See also Voice Driven Development.
A good accompaniment to this is a recent presentation at Linux.conf.au this year by Shervin Emami.
Desktop Linux, without a keyboard, mouse or desk
Interesting talk, but the presenter used “um” as a period…
Very solid talk, and definitely a great accompaniment to this article. Thanks for sharing!
I was really excited when I started the article (being this a thought that never occurs to me, it’s interesting to see what options there are out there) but when I started seeing what kind of changes to a standard dictation were necessary to perform even some simple typing (why do I need to use ‘parent’ or similar and not switch to a “command-input-mode” and simply dictate ‘dot-dot-slash’ like one does in their head? Why do I need to say “snake” before a section instead of just ‘underscore’?) it seemed more of a faff than I’m ready for.
Also lots of the settings and commands do seem to require a surprising amount of typing (configs and commands) for tools meant for people who cannot type.
This is probably an article I should write myself at some point, but a lot of the custom words are for speed and accuracy.
E.g. Many letters of the Latin alphabet, at least in English, have extremely similar sub-syllable sounds. B, C, D, E, G, P, T, V, and Z all have extremely similar sounds. (All one-syllable words ending in “ee”), and speech detection would likely lose accuracy when using those directly. One voice-coding program, Talon Voice, has a pre-defined (but customizable) alphabet. Each alphabet has a reasonably distinct sound as far as speech recognition goes, and is (or at least can be pronounced with) one syllable.

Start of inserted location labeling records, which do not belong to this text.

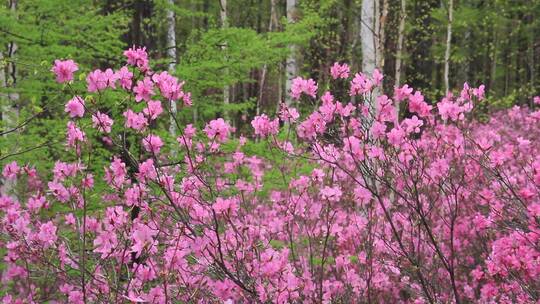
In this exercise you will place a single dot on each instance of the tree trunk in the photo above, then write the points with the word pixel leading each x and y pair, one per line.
pixel 273 18
pixel 291 66
pixel 401 35
pixel 382 35
pixel 368 33
pixel 226 88
pixel 171 54
pixel 9 100
pixel 448 45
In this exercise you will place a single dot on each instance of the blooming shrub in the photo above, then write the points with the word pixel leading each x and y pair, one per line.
pixel 428 209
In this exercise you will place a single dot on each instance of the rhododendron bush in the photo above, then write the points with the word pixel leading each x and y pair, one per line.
pixel 431 208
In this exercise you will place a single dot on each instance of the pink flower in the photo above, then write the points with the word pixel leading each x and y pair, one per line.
pixel 396 136
pixel 360 85
pixel 105 243
pixel 11 170
pixel 147 170
pixel 168 85
pixel 47 234
pixel 152 143
pixel 136 121
pixel 142 236
pixel 74 134
pixel 102 122
pixel 412 124
pixel 64 70
pixel 144 89
pixel 115 174
pixel 377 77
pixel 479 92
pixel 402 93
pixel 332 194
pixel 340 71
pixel 218 130
pixel 306 86
pixel 264 126
pixel 153 109
pixel 97 81
pixel 125 77
pixel 225 205
pixel 287 114
pixel 75 107
pixel 137 57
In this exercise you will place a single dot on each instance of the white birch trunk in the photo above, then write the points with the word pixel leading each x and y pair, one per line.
pixel 399 49
pixel 226 88
pixel 368 30
pixel 448 45
pixel 9 98
pixel 171 53
pixel 291 66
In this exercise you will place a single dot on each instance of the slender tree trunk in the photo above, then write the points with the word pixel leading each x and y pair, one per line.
pixel 226 88
pixel 382 35
pixel 369 29
pixel 273 18
pixel 368 33
pixel 171 54
pixel 9 98
pixel 401 35
pixel 448 45
pixel 291 68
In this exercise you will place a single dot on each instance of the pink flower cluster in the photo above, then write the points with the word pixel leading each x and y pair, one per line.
pixel 306 86
pixel 363 207
pixel 64 70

As far as speed goes, W is an interesting letter, since it’s the only letter that in English, has three syllables. Imagine trying to type out “www.wikipedia.org” simply with letters. “Double you double you double you dot double you” takes a lot longer to say than, hypothetically “wag wag wag dot wag”, just for the first five characters. Same with “underscore” vs “snake”. Three syllables, vs one. For some words, there’s no easy spoken representation, and it depends on context. Homophones like “their”, “they’re”, and “there” are tricky to simply speak aloud.
As for configuration and commands, all voice coding libraries that I’ve looked into in the past couple days since I found this article have an out-of-the-box setup that can at least get you started using the commands to customize things to your liking.
Voice coding is something that typically trades a steeper learning curve for greater long-term efficiency.